Impala的count(distinct QUESTION_ID) 与ndv(QUESTION_ID)
在impala中,一个select执行多个count(distinct col)会报错,举例:
select C_DEPT2, count(distinct QUESTION_BUSI_ID) as wo_num, count(distinct CREATOR_ID) as creator_num from pdm.kudu_q_basic where substr(CREATE_DATE, 1, 7) = '2020-10' group by C_DEPT2
报错信息:
ERROR: AnalysisException: all DISTINCT aggregate functions need to have the same set of parameters as count(DISTINCT QUESTION_BUSI_ID); deviating function: count(DISTINCT CREATOR_ID)
Consider using NDV() instead of COUNT(DISTINCT) if estimated counts are acceptable. Enable the APPX_COUNT_DISTINCT query option to perform this rewrite automatically.
这时候,可通过以下方法解决:
1、得到的是近似值,数据量越大越不准确:
(1)SQL运行前,先运行命令:set APPX_COUNT_DISTINCT=true;
set APPX_COUNT_DISTINCT=true; select C_DEPT2, count(distinct QUESTION_BUSI_ID) as wo_num, count(distinct CREATOR_ID) as creator_num from pdm.kudu_q_basic where substr(CREATE_DATE, 1, 7) = '2020-10' group by C_DEPT2 order by C_DEPT2
(2)将count(distinct col)用函数ndv(col)代替
select C_DEPT2, ndv(QUESTION_BUSI_ID) as wo_num, ndv(CREATOR_ID) as creator_num from pdm.kudu_q_basic where substr(CREATE_DATE, 1, 7) = '2020-10' group by C_DEPT2 order by C_DEPT2
需要注意的是,在set APPX_COUNT_DISTINCT=true;的情况下,使用count(distinct col)会自动转化成ndv(col),得到的是近似值,所以以上两种方法的结果数据一致。
2、精确值。

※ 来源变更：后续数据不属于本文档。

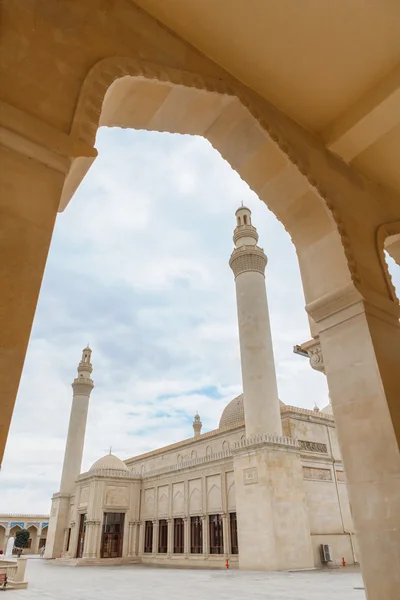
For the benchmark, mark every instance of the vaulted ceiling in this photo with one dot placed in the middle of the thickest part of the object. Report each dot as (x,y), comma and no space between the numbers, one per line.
(334,67)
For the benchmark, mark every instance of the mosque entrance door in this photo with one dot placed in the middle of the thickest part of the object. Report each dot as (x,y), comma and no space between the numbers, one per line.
(81,536)
(113,534)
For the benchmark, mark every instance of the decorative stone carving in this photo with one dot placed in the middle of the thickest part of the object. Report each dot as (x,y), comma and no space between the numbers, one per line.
(84,499)
(341,476)
(313,446)
(248,258)
(250,476)
(317,474)
(116,495)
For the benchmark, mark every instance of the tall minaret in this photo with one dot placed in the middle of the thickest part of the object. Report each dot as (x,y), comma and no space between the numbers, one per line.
(60,503)
(260,393)
(82,387)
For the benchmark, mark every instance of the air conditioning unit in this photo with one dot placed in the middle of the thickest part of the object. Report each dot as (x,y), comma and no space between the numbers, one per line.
(326,553)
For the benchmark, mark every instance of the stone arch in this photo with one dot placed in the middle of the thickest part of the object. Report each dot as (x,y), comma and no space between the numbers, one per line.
(267,150)
(33,536)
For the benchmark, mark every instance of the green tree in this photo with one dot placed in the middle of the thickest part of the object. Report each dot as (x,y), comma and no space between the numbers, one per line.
(21,538)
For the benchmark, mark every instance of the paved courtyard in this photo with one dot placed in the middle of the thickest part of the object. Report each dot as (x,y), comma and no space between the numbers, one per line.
(50,582)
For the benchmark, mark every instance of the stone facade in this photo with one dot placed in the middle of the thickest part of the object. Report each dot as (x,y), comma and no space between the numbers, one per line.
(37,525)
(212,474)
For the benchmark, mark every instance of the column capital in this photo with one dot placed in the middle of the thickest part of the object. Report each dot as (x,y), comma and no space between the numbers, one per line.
(347,303)
(314,350)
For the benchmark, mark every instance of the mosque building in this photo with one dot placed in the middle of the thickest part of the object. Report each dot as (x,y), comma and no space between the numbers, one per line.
(265,490)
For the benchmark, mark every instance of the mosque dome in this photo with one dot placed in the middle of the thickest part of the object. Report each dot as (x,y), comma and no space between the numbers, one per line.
(109,462)
(234,412)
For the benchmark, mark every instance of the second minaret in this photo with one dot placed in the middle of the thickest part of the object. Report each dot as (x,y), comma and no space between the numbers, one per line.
(260,393)
(82,387)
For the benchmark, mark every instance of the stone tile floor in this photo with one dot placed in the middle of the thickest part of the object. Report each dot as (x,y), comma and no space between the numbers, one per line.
(50,582)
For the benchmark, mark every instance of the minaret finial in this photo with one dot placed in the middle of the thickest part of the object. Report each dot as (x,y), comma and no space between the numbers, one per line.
(197,425)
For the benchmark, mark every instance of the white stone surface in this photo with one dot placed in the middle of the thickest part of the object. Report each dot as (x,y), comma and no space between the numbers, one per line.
(49,582)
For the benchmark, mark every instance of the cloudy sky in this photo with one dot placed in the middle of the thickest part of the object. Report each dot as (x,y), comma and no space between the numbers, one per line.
(139,269)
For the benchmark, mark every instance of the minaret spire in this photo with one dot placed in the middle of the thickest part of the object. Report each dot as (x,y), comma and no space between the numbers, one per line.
(197,425)
(260,393)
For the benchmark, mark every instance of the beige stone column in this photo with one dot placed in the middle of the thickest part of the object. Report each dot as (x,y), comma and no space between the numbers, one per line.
(29,196)
(141,539)
(170,537)
(82,387)
(131,539)
(186,536)
(361,349)
(206,535)
(36,550)
(155,536)
(226,536)
(260,393)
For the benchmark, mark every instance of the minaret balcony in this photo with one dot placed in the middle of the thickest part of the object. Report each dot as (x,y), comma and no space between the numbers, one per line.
(242,231)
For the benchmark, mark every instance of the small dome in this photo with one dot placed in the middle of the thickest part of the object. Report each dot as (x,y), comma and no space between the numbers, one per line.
(234,412)
(109,462)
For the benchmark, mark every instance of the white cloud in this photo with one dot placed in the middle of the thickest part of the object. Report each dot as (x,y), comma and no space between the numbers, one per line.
(139,268)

拆分为子查询,再关联,如下:
set APPX_COUNT_DISTINCT = false; -- 将参数置为false,使用count(distinct col),确保不会转化成ndv(col)
select a.C_DEPT2, a.wo_num, b.creator_num from (select C_DEPT2, count(distinct QUESTION_BUSI_ID) as wo_num from pdm.kudu_q_basic where substr(CREATE_DATE, 1, 7) = '2020-10' group by C_DEPT2) a left join (select C_DEPT2, count(distinct CREATOR_ID) as creator_num from pdm.kudu_q_basic where substr(CREATE_DATE, 1, 7) = '2020-10' group by C_DEPT2) b on a.C_DEPT2 = b.C_DEPT2 order by a.C_DEPT2
验证:
select C_DEPT2, count(*) from pdm.kudu_q_basic -- 表中无重复数据 where substr(CREATE_DATE, 1, 7) = '2020-10' group by C_DEPT2 order by C_DEPT2
总结:解决在impala中一个select执行多个count(distinct col)报错问题,可以用过设置参数set APPX_COUNT_DISTINCT = true;或将count(distinct col)用ndv(col)解决,但得到的是近似值,不准确。还可以通过分别在子查询中进行count(distinct col)再关联得到准确值,但要注意参数 APPX_COUNT_DISTINCT = false,不然会自动转化为ndv(col)得到的还是近似值。